O índice de inquéritos de homicídios relatados anualmente, ou seja, concluídos pela Polícia Civil, com autoria definida –acusados presos ou não– e encaminhados à Justiça é de 30%. Na capital paulista e em Vitória, o percentual dobra (60%), segundo as secretarias de Segurança Pública de São Paulo e Espírito Santo.
Moisés luta para superar o trauma que teve em 7 de dezembro do ano passado. Naquela noite, dois homens tentaram roubar o dinheiro do caixa do bar aberto por ele há 21 anos no bairro Padre Eustáquio, na região Noroeste. Um deles estava armado. O comerciante não reagiu. Mesmo assim, ele foi baleado na mão esquerda e na barriga.

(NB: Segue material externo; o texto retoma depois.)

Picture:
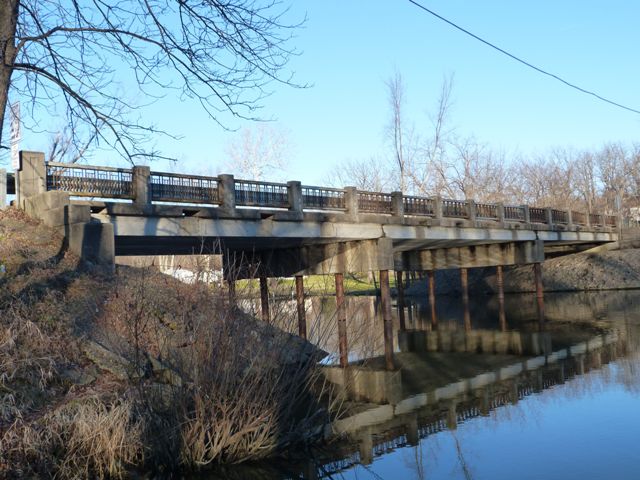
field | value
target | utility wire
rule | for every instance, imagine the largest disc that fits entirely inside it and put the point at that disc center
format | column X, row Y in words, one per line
column 517, row 59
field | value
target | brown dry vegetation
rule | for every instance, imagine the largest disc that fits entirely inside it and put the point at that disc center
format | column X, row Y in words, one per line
column 101, row 375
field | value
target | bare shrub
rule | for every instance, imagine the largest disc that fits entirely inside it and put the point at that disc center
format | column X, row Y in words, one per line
column 90, row 439
column 101, row 440
column 238, row 389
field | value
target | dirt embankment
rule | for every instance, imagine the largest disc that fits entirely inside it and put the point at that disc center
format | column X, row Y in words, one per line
column 104, row 374
column 591, row 270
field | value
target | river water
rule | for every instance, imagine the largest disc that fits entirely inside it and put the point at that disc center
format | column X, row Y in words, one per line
column 524, row 401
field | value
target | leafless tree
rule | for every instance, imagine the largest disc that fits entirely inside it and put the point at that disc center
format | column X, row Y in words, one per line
column 370, row 175
column 431, row 177
column 401, row 135
column 97, row 59
column 259, row 151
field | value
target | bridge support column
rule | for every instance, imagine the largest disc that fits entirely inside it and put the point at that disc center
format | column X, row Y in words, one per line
column 341, row 312
column 264, row 298
column 537, row 271
column 302, row 318
column 452, row 416
column 31, row 177
column 3, row 188
column 464, row 283
column 231, row 284
column 431, row 278
column 501, row 315
column 400, row 289
column 141, row 181
column 387, row 319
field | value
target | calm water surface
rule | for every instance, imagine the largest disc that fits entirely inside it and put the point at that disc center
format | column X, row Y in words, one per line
column 563, row 403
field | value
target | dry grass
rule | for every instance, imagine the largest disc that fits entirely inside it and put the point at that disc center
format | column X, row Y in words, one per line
column 217, row 386
column 89, row 439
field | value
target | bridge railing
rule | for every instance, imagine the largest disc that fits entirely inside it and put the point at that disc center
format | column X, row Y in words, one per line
column 251, row 193
column 375, row 202
column 323, row 198
column 144, row 186
column 579, row 218
column 513, row 213
column 455, row 208
column 178, row 188
column 90, row 181
column 487, row 211
column 419, row 206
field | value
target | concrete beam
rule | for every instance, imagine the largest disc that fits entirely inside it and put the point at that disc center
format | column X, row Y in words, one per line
column 3, row 188
column 471, row 257
column 326, row 259
column 31, row 176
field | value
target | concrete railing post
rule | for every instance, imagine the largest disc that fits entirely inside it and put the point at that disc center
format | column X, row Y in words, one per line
column 227, row 193
column 527, row 214
column 570, row 225
column 31, row 177
column 351, row 201
column 397, row 204
column 500, row 212
column 294, row 190
column 549, row 215
column 3, row 188
column 471, row 210
column 141, row 185
column 437, row 206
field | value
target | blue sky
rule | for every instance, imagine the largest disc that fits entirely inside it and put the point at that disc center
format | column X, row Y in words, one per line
column 349, row 49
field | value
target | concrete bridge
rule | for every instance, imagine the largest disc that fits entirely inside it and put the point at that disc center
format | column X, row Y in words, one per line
column 288, row 229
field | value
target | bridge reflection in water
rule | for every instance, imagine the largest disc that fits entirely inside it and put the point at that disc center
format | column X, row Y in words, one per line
column 448, row 376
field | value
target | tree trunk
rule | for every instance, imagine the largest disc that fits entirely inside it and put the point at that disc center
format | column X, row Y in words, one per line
column 8, row 24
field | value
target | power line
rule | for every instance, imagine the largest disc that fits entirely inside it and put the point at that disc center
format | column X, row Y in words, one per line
column 524, row 62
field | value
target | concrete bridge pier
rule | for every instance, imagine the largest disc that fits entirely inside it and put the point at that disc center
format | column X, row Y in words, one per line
column 432, row 298
column 341, row 313
column 302, row 314
column 501, row 314
column 385, row 294
column 264, row 298
column 400, row 290
column 464, row 283
column 452, row 416
column 537, row 270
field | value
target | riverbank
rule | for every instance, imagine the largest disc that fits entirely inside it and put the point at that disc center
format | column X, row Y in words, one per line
column 597, row 269
column 101, row 374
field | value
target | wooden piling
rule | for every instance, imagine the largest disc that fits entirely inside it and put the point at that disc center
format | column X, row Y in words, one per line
column 432, row 298
column 302, row 317
column 400, row 289
column 387, row 319
column 501, row 314
column 537, row 270
column 264, row 299
column 341, row 312
column 464, row 282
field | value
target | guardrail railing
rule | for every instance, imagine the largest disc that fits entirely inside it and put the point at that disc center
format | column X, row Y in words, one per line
column 578, row 218
column 323, row 198
column 419, row 206
column 513, row 213
column 538, row 215
column 174, row 187
column 559, row 216
column 88, row 181
column 142, row 185
column 487, row 211
column 455, row 208
column 375, row 202
column 251, row 193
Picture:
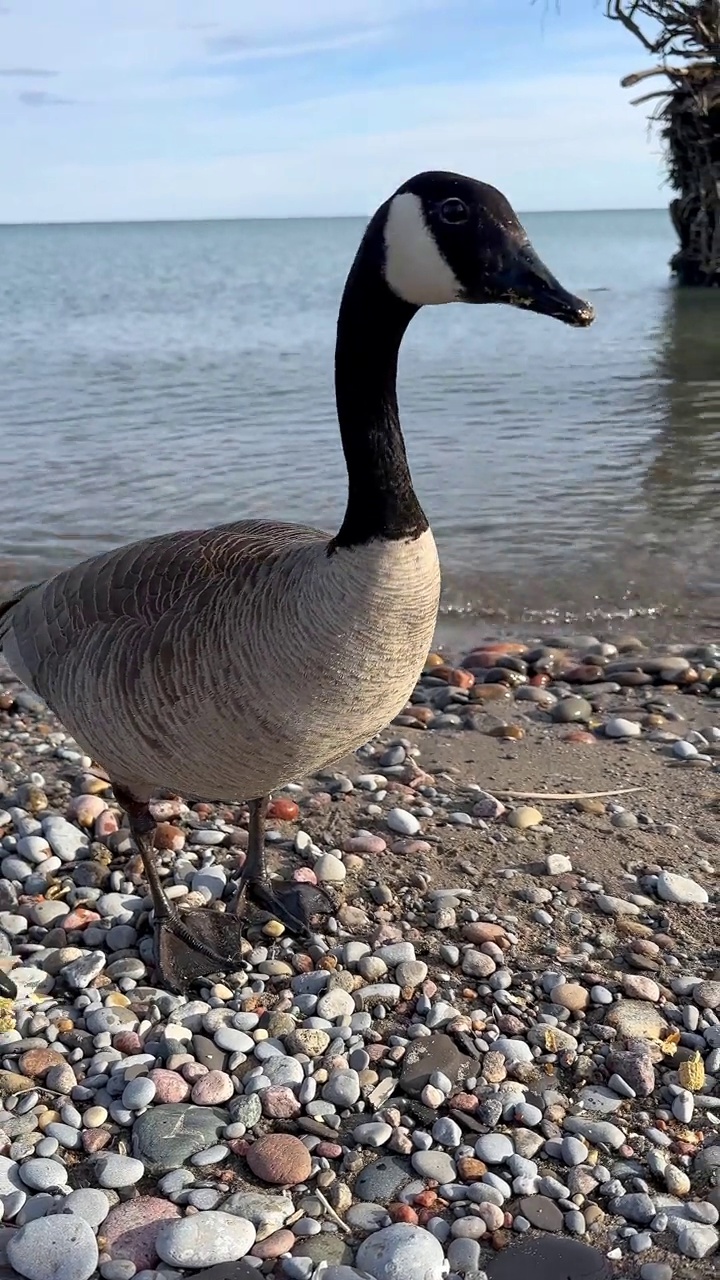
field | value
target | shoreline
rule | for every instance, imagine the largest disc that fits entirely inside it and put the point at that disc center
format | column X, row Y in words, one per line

A crueldade dos criminosos foi muito além. Freguês antigo do bar, o aposentado Antônio Pereira de Souza, de 70 anos, estava sentado próximo ao balcão. “Ele se levantou e disse ‘não faz isso não, ele é gente boa’. Quase que à queima-roupa, o bandido deu um tiro no peito do Titonho”, relembra Moisés, se referindo ao apelido carinhoso do aposentado na roda de amigos.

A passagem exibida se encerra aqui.